Examples of liquid assets include cash, bank account balances, money market accounts, certificates of deposit, treasury bills, marketable securities, and foreign currency. Of course, this is not an exhaustive list, so let’s take a closer look at various examples of liquid assets.
- Physical cash
- Basic bank accounts
- Money market accounts
- Certificates of deposit (Fixed term deposits)
- Treasury bills
- Marketable securities
- Government bonds
- Foreign currencies
- And more
Frequently Asked Questions
Below are a few of the most common questions we receive from people looking into this topic. If you have further questions you would like to ask our team, don’t hesitate to get in touch.
Why Are Liquid Assets Important?
Liquid assets are important because they can provide a safety net for individuals and entities in times of financial strain. In short, an individual or business can sell liquid assets when they require a short term injection of capital, allowing their personal and business financial obligations to continue to be met.
Are Loans Considered Liquid Assets?
No, loans are not considered liquid assets. Instead, a loan is a liability and it reduces an individual’s total net worth, unlike assets which increase net worth.

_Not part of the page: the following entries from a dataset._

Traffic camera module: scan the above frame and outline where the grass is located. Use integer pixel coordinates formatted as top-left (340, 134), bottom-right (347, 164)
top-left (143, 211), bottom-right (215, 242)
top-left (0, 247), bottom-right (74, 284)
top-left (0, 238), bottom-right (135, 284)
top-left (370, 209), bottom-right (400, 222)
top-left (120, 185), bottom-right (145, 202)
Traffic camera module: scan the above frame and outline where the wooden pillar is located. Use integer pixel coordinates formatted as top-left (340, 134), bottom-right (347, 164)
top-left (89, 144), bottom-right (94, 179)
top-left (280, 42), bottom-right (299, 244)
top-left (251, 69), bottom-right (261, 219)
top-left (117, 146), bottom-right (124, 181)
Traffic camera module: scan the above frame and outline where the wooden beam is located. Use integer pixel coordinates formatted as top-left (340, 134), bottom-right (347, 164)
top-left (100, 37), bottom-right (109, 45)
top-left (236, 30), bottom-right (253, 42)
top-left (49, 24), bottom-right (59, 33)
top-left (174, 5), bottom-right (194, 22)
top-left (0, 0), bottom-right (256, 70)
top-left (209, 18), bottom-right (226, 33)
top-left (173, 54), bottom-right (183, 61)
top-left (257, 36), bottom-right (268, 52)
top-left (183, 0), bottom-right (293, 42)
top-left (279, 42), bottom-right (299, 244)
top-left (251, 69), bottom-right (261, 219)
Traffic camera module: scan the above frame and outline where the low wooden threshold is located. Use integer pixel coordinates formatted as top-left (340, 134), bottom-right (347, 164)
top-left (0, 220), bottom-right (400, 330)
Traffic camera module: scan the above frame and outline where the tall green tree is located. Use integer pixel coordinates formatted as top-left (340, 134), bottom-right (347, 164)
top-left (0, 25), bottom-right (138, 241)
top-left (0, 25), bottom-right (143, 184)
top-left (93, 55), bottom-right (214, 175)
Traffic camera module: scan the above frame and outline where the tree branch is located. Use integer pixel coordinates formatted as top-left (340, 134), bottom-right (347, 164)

Are Banks Accounts Considered Liquid Assets?
Yes, bank accounts are considered liquid assets. This is because basic checking and savings accounts can be quickly accessed, converted into cash, and the contents of the bank account (currency) retain their value during liquidation.
Why Are Assets Called Liquid?
Certain assets are called liquid because they are marketable, convertible, and can be sold near their present value within a short period of time. Assets that do not fit this description are generally considered non-liquid assets, though there are exceptions.
Is a Car a Liquid Asset?
No, a car is not typically a liquid asset. This is because cars generally require a selling process, a period of time to close the sale, and have various administrative steps prior to a sale being able to close.
Is a 401K Considered Liquid Assets?
No, a 401k is not a liquid asset. This is because you can’t access a 401k early without losing considerable value of the underlying asset. With this in mind, a 401k does not meet the requirement of liquidity that can quickly convert into cash near its present value.